Tandis qu’il se faisait dans l’âme d’Augustin un heureux travail de vérité, avec quelle joie il se serait entretenu avec l’homme dont la parole l’avait remué ! Combien eussent été précieuses des réponses aux questions que le nouveau catéchumène s’adressait nuit et jour à lui-même ! Mais le mouvement des affaires épiscopales rendait saint Ambroise inaccessible aux désirs secrets d’Augustin. Ne pouvant répandre ses inquiétudes dans le sein de l’évêque, il était réduit à l’entendre seulement le dimanche, lorsqu’il expliquait à son peuple la foi chrétienne. Augustin le trouvait souvent dans sa chambre (car elle était ouverte à tout le monde), occupé à de sérieuses lectures ; les yeux de l’évêque parcouraient les pages du livre : sa langue était muette, sa bouche fermée : son cœur seul s’ouvrait pour comprendre et retenir. Augustin, en entrant dans la chambre de saint Ambroise, s’asseyait en silence ; après l’avoir longtemps contemplé sans oser l’interrompre, il se retirait sans rien dire. Il n’est pas de scène plus intéressante, plus touchante que la vue du jeune Augustin, le futur docteur de l’Église, encore livré aux agitations du doute, entrant à pas discrets et la bouche close dans la chambre de saint Ambroise, attachant de respectueux regards sur le grand évêque absorbé par une lecture grave, et bientôt après sortant en silence sans avoir osé troubler d’un mot le recueillement du pontife.

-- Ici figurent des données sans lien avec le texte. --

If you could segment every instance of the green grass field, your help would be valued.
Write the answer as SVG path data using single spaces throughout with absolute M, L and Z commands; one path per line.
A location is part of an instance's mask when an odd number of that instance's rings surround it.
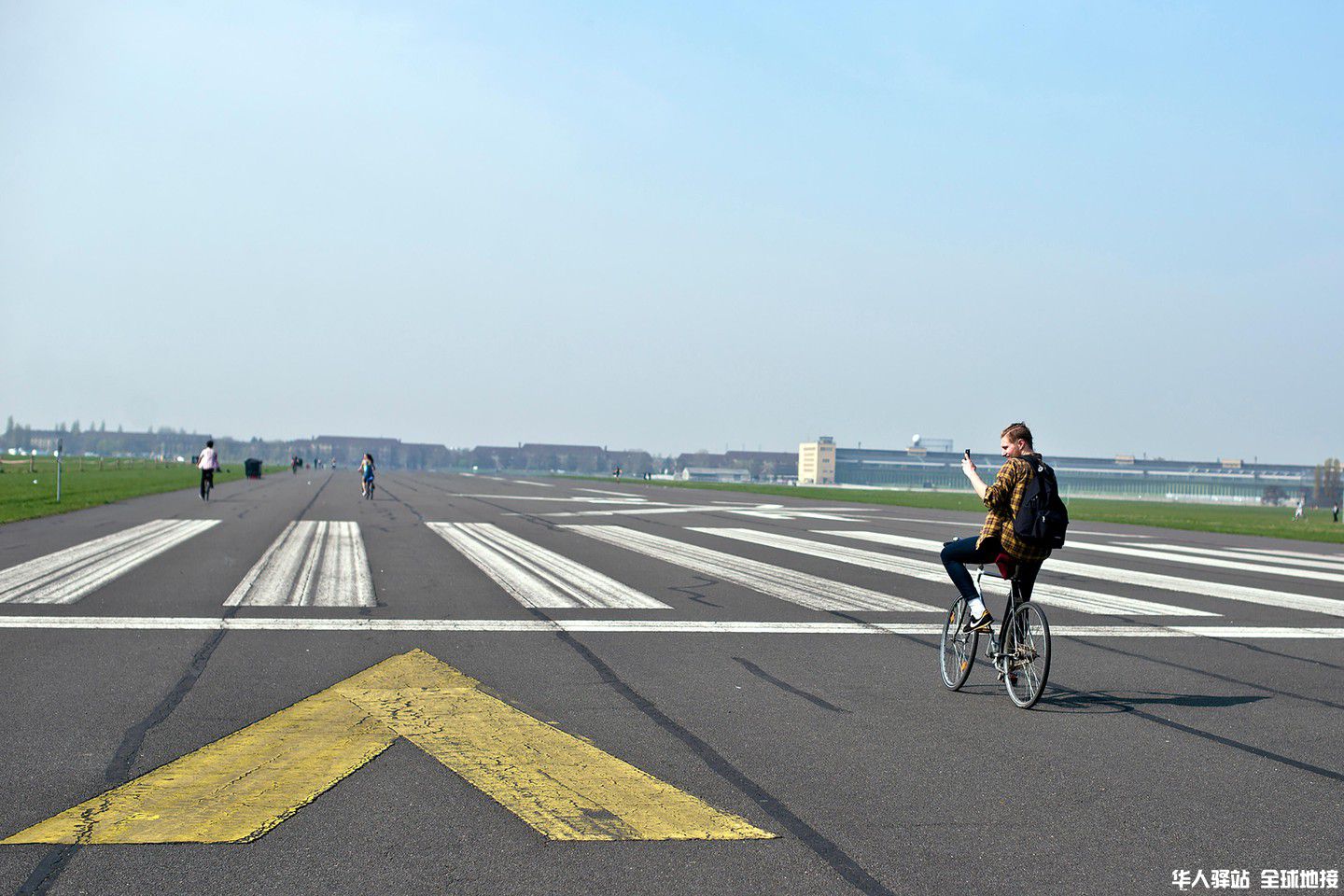
M 610 482 L 612 477 L 591 478 Z M 778 494 L 813 498 L 829 502 L 886 504 L 894 506 L 930 508 L 935 510 L 984 512 L 984 505 L 966 486 L 965 493 L 954 492 L 896 492 L 888 489 L 829 489 L 793 485 L 735 485 L 727 482 L 668 482 L 633 480 L 638 485 L 673 489 L 712 489 L 745 494 Z M 1262 535 L 1270 539 L 1301 539 L 1304 541 L 1331 541 L 1344 544 L 1344 523 L 1332 523 L 1329 510 L 1306 510 L 1306 520 L 1293 523 L 1293 509 L 1286 506 L 1223 506 L 1216 504 L 1168 504 L 1159 501 L 1103 501 L 1098 498 L 1071 498 L 1070 523 L 1122 523 L 1153 525 L 1168 529 L 1195 529 L 1198 532 L 1224 532 L 1227 535 Z
M 157 463 L 144 458 L 108 458 L 99 469 L 98 458 L 66 458 L 60 472 L 60 504 L 56 504 L 56 462 L 38 458 L 34 470 L 28 462 L 5 458 L 0 473 L 0 523 L 31 520 L 52 513 L 69 513 L 98 504 L 112 504 L 141 494 L 200 488 L 200 473 L 190 463 Z M 81 469 L 81 466 L 83 469 Z M 266 473 L 284 466 L 263 467 Z M 215 473 L 215 485 L 243 478 L 243 465 L 224 463 Z M 36 484 L 34 484 L 36 480 Z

Les manichéens donnaient au Dieu des catholiques, créateur éternel, des formes humaines, par la raison que ce Dieu des chrétiens avait fait l’homme à son image. Augustin apprit avec joie que l’Église ne prêchait rien de pareil. Il connut alors que la lettre tue et que l’esprit vivifie. Dans la crainte d’admettre de fausses croyances, le catéchumène africain hésitait à accepter la foi ; cependant il inclinait à donner la préférence à l’Église catholique. Le

  1. Ps. 103, V. 15, 16.
  2. Le lieu où l’on croit que saint Augustin enseigna la rhétorique à Milan se nomme Cathedra S. Augustini.